The approval marks an important step in efforts to improve early diagnosis and treatment of hepatitis C, a highly infectious blood-borne disease that often remains undetected due to the absence of symptoms in many patients. Early treatment is considered critical to preventing disease progression and reducing transmission.

"More than 12 million people in Europe live with hepatitis C, underscoring the need for earlier treatment," said Roopal Thakkar, Executive Vice President, Research and Development, and Chief Scientific Officer at AbbVie. 

"Today's European Commission approval of MAVIRET for acute hepatitis C infection enables earlier intervention, aiming to help more people access curative therapy at the time of diagnosis, while accelerating progress toward the goal of eliminating hepatitis C as a public health threat,” added Thakkar.

Although hepatitis C is curable, a significant number of people remain undiagnosed. If left untreated, the infection can lead to serious liver complications, including cirrhosis, liver cancer, and end-stage liver disease. Current clinical guidelines recommend treatment for nearly all individuals diagnosed with acute or chronic HCV infection.

According to Massimo Puoti, Director of the Infectious Diseases Department at Niguarda Hospital in Milan, Italy, delayed treatment remains a major challenge in HCV management.

"People living with HCV infection frequently face delayed treatment, leading to loss to care and onward transmission," Puoti said.
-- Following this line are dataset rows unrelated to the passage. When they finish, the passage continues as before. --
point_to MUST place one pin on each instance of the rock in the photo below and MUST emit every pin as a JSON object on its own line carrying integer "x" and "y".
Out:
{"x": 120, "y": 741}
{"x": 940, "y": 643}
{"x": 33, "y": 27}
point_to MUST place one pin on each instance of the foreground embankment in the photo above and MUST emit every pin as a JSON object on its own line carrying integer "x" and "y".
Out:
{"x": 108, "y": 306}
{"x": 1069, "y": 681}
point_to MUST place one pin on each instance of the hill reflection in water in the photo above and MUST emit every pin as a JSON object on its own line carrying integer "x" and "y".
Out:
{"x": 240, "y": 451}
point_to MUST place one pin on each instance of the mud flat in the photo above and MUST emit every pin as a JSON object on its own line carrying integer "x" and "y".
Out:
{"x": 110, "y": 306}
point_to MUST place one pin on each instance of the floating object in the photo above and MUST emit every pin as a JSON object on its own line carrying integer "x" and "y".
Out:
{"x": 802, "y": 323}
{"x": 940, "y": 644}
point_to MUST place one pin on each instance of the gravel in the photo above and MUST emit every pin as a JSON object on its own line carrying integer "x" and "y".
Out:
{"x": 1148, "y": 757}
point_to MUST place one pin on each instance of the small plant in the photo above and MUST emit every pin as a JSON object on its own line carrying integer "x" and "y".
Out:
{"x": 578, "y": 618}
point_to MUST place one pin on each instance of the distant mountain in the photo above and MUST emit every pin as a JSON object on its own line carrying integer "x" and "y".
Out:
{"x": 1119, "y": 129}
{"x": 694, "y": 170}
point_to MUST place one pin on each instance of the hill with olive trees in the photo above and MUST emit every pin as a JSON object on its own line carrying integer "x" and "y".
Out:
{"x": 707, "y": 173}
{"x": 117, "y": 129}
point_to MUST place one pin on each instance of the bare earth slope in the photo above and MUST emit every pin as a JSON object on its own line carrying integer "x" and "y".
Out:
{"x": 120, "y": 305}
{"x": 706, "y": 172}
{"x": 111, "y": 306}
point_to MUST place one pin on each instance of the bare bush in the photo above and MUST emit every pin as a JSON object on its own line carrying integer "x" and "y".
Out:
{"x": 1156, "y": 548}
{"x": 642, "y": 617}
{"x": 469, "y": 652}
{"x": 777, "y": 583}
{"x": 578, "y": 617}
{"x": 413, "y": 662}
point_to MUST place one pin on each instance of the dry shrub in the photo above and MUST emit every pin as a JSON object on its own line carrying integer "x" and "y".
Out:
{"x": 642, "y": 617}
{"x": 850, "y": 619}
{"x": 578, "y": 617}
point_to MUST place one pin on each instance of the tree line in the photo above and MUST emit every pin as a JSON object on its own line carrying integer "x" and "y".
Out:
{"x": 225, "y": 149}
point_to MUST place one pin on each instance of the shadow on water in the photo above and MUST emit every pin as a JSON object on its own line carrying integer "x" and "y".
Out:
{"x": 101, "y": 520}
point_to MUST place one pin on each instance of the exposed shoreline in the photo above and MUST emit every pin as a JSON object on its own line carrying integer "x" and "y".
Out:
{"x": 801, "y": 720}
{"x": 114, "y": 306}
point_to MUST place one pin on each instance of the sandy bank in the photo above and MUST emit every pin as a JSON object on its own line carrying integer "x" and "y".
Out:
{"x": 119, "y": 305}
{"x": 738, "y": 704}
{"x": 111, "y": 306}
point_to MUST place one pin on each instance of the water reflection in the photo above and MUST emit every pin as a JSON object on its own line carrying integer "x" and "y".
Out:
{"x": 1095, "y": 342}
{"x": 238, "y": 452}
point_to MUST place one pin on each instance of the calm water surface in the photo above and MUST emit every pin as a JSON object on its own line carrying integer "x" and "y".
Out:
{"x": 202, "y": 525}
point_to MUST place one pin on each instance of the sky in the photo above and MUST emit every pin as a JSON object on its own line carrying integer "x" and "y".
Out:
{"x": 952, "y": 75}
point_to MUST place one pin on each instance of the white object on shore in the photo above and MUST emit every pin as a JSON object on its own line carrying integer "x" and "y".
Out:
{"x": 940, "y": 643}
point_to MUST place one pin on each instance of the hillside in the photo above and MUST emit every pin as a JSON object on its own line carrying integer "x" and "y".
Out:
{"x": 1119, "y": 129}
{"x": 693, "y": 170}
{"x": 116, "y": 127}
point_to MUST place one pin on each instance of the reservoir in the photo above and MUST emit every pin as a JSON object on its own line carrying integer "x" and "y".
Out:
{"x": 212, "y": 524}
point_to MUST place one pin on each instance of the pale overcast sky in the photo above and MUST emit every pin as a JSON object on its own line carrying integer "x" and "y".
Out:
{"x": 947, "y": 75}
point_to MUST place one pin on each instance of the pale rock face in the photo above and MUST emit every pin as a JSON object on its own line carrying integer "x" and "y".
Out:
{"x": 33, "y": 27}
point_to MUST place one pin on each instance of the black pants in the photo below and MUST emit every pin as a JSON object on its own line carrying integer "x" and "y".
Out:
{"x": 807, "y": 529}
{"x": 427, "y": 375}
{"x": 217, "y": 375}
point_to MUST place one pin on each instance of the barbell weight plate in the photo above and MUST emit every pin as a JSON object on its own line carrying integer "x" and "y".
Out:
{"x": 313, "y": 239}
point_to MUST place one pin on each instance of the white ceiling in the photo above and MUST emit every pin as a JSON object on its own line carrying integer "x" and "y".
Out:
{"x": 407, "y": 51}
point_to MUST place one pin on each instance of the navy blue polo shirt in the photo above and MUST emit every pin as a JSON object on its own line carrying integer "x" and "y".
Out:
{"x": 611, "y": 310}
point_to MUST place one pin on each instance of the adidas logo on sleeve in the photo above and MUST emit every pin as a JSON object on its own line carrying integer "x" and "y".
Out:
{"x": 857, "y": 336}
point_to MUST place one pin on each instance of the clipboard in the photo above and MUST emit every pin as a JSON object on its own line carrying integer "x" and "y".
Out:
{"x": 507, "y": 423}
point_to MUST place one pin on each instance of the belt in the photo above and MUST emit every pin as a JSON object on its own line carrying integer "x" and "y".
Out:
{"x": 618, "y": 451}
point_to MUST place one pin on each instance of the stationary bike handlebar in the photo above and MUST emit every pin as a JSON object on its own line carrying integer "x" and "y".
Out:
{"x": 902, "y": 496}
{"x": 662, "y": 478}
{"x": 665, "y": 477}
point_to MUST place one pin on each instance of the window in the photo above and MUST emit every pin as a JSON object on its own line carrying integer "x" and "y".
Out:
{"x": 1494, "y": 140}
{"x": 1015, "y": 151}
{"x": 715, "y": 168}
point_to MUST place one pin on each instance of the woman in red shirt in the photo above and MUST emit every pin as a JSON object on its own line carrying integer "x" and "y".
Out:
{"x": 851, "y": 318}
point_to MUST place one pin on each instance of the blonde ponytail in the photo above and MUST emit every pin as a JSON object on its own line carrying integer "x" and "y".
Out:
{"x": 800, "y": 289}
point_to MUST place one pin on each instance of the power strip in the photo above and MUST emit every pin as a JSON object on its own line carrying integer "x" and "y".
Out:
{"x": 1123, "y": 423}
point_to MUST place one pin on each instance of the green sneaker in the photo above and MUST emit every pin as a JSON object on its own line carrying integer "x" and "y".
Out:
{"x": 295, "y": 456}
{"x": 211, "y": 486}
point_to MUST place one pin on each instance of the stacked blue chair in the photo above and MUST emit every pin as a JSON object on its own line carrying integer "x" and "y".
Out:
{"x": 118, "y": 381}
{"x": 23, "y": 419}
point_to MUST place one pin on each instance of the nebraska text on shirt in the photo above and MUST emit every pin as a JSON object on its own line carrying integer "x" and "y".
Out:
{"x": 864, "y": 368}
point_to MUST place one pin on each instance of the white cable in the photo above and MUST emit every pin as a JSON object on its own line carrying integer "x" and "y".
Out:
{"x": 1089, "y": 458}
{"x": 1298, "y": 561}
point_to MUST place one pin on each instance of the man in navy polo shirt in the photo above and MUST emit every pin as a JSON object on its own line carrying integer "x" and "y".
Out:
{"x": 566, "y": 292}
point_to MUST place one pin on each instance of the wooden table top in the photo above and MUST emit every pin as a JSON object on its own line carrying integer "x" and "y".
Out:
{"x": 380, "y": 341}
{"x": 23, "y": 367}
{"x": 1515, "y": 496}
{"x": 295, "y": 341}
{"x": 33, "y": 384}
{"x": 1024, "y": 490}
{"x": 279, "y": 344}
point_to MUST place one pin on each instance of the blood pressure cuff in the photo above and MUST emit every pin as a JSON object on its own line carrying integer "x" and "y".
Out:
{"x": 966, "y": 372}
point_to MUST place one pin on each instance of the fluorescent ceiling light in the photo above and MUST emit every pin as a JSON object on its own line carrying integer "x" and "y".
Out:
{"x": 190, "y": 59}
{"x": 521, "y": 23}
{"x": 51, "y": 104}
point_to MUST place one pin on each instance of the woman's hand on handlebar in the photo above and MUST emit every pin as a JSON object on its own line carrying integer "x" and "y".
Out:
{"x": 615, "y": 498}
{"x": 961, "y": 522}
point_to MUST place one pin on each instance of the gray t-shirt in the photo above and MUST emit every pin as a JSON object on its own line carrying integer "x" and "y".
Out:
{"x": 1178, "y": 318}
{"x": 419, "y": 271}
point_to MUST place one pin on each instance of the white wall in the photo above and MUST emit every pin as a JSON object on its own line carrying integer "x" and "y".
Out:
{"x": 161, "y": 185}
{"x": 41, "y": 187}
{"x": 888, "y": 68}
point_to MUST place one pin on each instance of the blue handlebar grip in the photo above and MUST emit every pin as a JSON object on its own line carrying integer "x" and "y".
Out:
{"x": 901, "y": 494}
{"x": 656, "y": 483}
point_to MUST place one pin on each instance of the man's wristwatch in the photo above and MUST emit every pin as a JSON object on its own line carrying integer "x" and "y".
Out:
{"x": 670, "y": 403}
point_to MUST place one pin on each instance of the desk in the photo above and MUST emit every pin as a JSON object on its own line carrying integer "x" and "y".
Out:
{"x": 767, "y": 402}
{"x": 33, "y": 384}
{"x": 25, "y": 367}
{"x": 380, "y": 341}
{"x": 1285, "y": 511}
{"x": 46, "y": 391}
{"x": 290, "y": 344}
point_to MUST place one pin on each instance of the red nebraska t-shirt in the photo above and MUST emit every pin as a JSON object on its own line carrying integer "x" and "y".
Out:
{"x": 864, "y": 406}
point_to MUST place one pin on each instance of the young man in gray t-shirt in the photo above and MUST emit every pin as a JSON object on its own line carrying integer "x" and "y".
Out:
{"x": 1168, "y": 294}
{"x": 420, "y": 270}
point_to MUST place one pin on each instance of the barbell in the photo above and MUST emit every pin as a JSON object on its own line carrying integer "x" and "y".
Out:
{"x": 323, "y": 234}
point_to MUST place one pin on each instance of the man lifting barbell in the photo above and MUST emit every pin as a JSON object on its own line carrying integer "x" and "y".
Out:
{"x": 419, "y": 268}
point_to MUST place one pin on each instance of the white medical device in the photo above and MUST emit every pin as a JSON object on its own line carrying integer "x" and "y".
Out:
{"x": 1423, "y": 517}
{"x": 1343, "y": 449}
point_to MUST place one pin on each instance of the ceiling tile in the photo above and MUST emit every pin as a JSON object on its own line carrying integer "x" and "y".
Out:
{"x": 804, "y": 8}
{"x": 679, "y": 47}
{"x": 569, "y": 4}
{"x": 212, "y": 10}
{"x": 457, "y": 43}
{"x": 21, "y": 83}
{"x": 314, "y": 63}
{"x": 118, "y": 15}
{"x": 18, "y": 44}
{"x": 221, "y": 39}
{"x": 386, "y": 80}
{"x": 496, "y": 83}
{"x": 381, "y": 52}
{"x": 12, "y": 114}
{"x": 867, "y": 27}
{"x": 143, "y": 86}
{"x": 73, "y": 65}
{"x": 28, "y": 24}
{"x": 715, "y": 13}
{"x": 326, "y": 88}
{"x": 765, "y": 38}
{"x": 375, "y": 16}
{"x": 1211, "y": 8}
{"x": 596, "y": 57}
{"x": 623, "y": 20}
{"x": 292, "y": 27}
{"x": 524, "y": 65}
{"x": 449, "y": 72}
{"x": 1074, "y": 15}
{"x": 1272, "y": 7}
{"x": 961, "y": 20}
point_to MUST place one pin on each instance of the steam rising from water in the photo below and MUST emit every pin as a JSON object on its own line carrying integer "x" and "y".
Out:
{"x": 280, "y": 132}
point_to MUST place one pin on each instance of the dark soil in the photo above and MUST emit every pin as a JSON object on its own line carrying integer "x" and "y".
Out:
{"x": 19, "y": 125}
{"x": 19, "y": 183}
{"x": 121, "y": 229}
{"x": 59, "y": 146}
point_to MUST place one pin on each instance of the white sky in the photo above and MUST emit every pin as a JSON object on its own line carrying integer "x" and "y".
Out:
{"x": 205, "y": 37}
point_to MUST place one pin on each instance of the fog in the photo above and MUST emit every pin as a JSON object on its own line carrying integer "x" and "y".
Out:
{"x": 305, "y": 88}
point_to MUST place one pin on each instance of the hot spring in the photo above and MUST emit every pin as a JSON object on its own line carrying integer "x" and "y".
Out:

"With this approval, healthcare professionals across the European Union now have an approved treatment option to treat patients at the earliest stage of infection, supporting prompt intervention and helping to reduce transmission, disease progression, and long-term complications for people living with hepatitis C," he added.

The European Commission's decision was supported by results from the Phase 3 M20-350 clinical trial, a multicentre, prospective study evaluating the safety and efficacy of an eight-week MAVIRET treatment regimen in patients with acute HCV infection.

The study enrolled 286 treatment-naïve adult patients across 70 sites globally. Results showed that 96.2% of patients in the intent-to-treat population achieved sustained virological response 12 weeks after treatment (SVR12), the primary endpoint of the study. Among patients in the modified intent-to-treat virologic failure population, the SVR12 rate reached 100%.

Researchers reported no on-treatment virologic failures or post-treatment relapses, while post-treatment reinfection occurred in only 0.7% of patients.